Thursday, 28 May 2015

The diversity dividend

By Rowena Ironside, Chair of Women on Boards UK and speaker at RI's Diversity in Recruitment Conference
 Diversity, in particular the subject of women on boards, has received a lot of press coverage over the past few years.  The good news also is that we have seen the percentage of women on the boards of FTSE listed companies double between 2011 and 2015 under this attention (from 12.5% to 23% in the FTSE 100 and from 7.8% to 17.7% in the FTSE 250).  There was even good news in the recent election, with the percentage of female MPs increasing from 22% to 29% (thanks mainly to the SNP) and the new cabinet including significantly more women than the last.

Why is this important?

When it comes to the Public sector, the argument for the governance of public bodies to be more representative of the society they are serving is strong. From sport to academies to the NHS, Women on Boards (WOB) is helping to build both the supply and demand for female directors.  Currently around 29% across all public bodies, we are advocating for 40:40:20 (40% men, 40% women, 20% either).
For private companies the arguments are different.  The good news for those of us who believe instinctively that diversity pays dividends is that academic and scientific research are producing increasing evidence for these dividends. Digging into what might be behind the improved financial results of organisations with well gender-balanced boards, (as reported by research from organisations including Pimco and Goldman Sachs Investment Research), McKinsey and Company has proposed a few key drivers.
1.      Number one is talent: the recruitment and retention of the best people is crucial to surviving in a globally competitive economy.  This is linked with increased employee satisfaction in organisations where role models exist for everyone and promotion decisions are widely perceived as fair.
2.      Understanding your customers (80% of consumer purchasing decisions are made by women) is another driver of profit
3.      But probably the most interesting research has been around the impact of diversity on the quality of decision making.  There are several elements to this.  One is as simple as the fact that we all prepare more thoroughly for meetings when we know there will be people present who may disagree with us or simply bring a different perspective.  More fascinating are the findings around how the collective IQ of a group is increased by the inclusion of 2 or 3 women.  Having the six highest IQ individuals doesn’t lead to the highest IQ group; it is the group that combines high IQ with some women that wins the collective IQ prize.

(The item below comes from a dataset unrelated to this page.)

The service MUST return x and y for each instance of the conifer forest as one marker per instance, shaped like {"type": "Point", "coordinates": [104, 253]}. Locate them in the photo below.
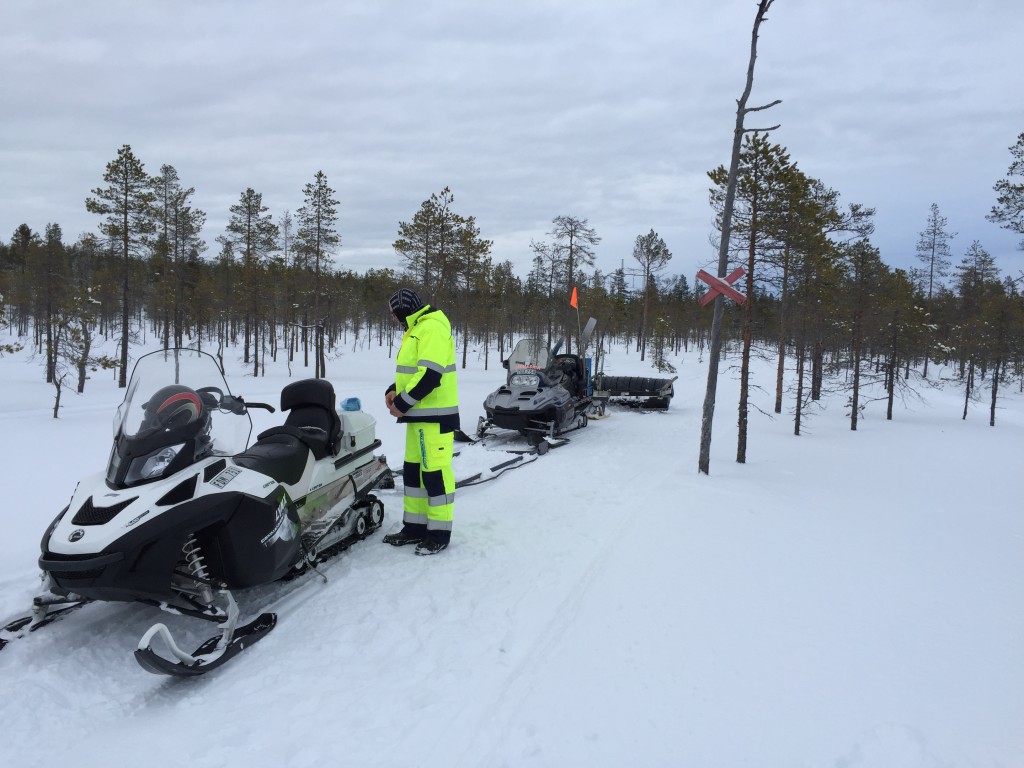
{"type": "Point", "coordinates": [822, 303]}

What part can the recruitment industry play in building more diverse leadership teams?

One important aspect is turning off the spotlight and turning on the floodlights when creating a pool of candidates.  It may be quicker, easier and safer to return regularly to “the usual suspects” – and if you know one or two who seem to fit the spec, a quick placement is definitely more profitable in the short term.  But if you are searching for future stars, WOB UK now has 12,000 women in our network who have self-identified as having board-level ambitions.
A second aspect is being aware of the myths of merit and being ready to guide / challenge clients on them.  To name just three:
1.      Merit is not an objective standard; it lies in the eyes of the beholder and is often highly self-referential.
2.      Men and women do not compete on a level playing field in many organisations.  Organisational cultures and norms (built up in the days when women were excluded from many aspects of the workforce), coupled with the stereotypes and biases each of us hold, influence who gets to the top.  Women do not lack merit or even confidence in many cases – they lack a close enough resemblance to the current leadership norm.
3.      “There aren’t enough women”.  Have you asked them and encouraged them to apply?  WOB UK is doing both and we can help you find them!